Mossholder v. Coker
2017 Ark. App. 279
Ark. Ct. App.2017Background
- Parents Ardith Laray Mossholder (Laray) and Daniel Coker divorced; two children H.C. (b. 2004) and D.C. (b. 2005) were the subject of repeated allegations by Laray that Daniel sexually abused them. Multiple DHS and sheriff investigations found the allegations unsubstantiated.
- After years of competing motions and shifting temporary custody, the circuit court ordered forensic evaluations; Dr. Paul Deyoub diagnosed Laray with borderline personality disorder and concluded the children denied abuse and had been coached by Laray.
- In August–September 2013, the trial court granted Martha Coker’s oral motion to intervene and placed the children in her temporary custody, finding neither parent fit for custody at that time.
- Martha filed a guardianship petition in January 2014; a January 2015 hearing led to a July 7, 2015 order appointing Martha permanent guardian, finding Martha suitable and Laray unsuitable (poisoning the children’s minds, coaching false statements, credibility problems), and suspending Laray’s visitation pending treatment.
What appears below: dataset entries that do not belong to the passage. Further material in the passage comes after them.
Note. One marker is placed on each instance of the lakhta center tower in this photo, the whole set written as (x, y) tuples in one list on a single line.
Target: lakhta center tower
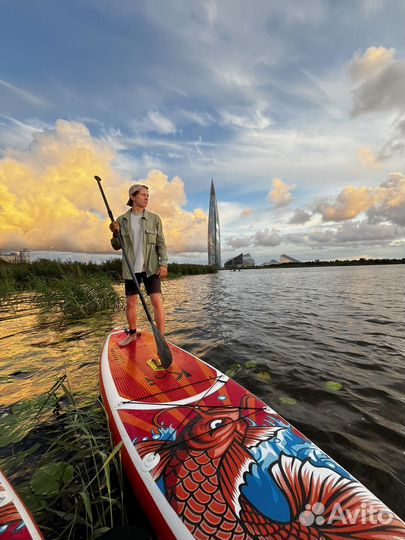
[(214, 235)]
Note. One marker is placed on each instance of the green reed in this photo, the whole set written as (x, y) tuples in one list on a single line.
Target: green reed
[(73, 475), (75, 297)]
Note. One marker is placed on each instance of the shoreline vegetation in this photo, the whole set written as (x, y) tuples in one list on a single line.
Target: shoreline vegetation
[(67, 470), (349, 262), (73, 289)]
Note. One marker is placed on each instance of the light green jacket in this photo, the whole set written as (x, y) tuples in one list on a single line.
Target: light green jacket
[(154, 245)]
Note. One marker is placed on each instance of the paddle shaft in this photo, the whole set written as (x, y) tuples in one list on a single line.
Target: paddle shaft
[(163, 350)]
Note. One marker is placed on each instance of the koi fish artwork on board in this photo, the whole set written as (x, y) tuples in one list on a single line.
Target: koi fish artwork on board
[(224, 476)]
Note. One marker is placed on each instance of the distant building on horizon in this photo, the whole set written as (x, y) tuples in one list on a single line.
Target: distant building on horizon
[(14, 257), (214, 234), (243, 260), (286, 259), (271, 263)]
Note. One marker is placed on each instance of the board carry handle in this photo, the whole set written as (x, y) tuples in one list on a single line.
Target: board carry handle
[(163, 349)]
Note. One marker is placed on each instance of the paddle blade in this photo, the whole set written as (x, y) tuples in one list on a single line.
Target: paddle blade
[(163, 350)]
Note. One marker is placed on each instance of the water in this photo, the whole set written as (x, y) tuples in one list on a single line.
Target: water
[(303, 326)]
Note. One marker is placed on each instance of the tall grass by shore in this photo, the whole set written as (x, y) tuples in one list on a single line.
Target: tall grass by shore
[(73, 289), (70, 476)]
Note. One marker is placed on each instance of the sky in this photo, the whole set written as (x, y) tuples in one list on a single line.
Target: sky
[(296, 110)]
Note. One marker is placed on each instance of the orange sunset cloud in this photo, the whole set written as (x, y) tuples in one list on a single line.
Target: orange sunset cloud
[(49, 199)]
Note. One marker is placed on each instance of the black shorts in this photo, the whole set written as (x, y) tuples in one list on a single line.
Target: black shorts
[(152, 284)]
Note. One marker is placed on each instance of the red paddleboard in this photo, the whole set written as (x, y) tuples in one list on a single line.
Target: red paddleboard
[(209, 460), (16, 522)]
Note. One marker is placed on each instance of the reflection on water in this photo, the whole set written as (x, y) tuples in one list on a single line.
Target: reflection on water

- Laray appealed, arguing (1) Martha failed to properly intervene under Ark. R. Civ. P. 24(c); (2) Martha is an unsuitable guardian; and (3) Martha failed to prove Laray unfit. The Court of Appeals affirmed.
Issues
| Issue | Plaintiff's Argument (Laray) | Defendant's Argument (Martha) | Held |
|---|---|---|---|
| Whether Martha properly intervened under Ark. R. Civ. P. 24(c) | Martha never filed a written verified motion to intervene as required | Martha orally moved at hearing; court treated pleadings as conforming to proof; Laray had notice and defended the guardianship | No abuse of discretion; intervention was effective where there was no surprise or prejudice |
| Whether Martha is a suitable guardian | Martha is unsuitable because much of the alleged abuse occurred in her home and she protects Daniel | Martha has cared for the children, they are stable and thriving with her, and the court found Daniel did not abuse the children | Court did not clearly err: ample evidence Martha is suitable |
| Whether Martha had to prove Laray unfit before appointing a nonparent guardian | Laray: Martha failed because she did not produce proof Laray was unfit | Martha: statutory preference requires showing guardian is suitable and child’s best interest, not proving parental unfitness | Court: Martha was not required to prove Laray unfit; Fletcher controls — focus is on suitability and best interest |
| Whether the trial court’s factual findings (coaching, credibility, best interest) were clearly erroneous | Laray disputes findings that she coached children and was not credible | Trial court relied on forensic evaluation, therapist testimony, multiple investigations, and observed testimony over many days | Findings not clearly erroneous; appellate court defers to trial court’s credibility assessments |
Key Cases Cited
- Bradford v. Bradford, 915 S.W.2d 723 (Ark. App. 1996) (court may treat pleadings as amended to conform to proof when no surprise or prejudice)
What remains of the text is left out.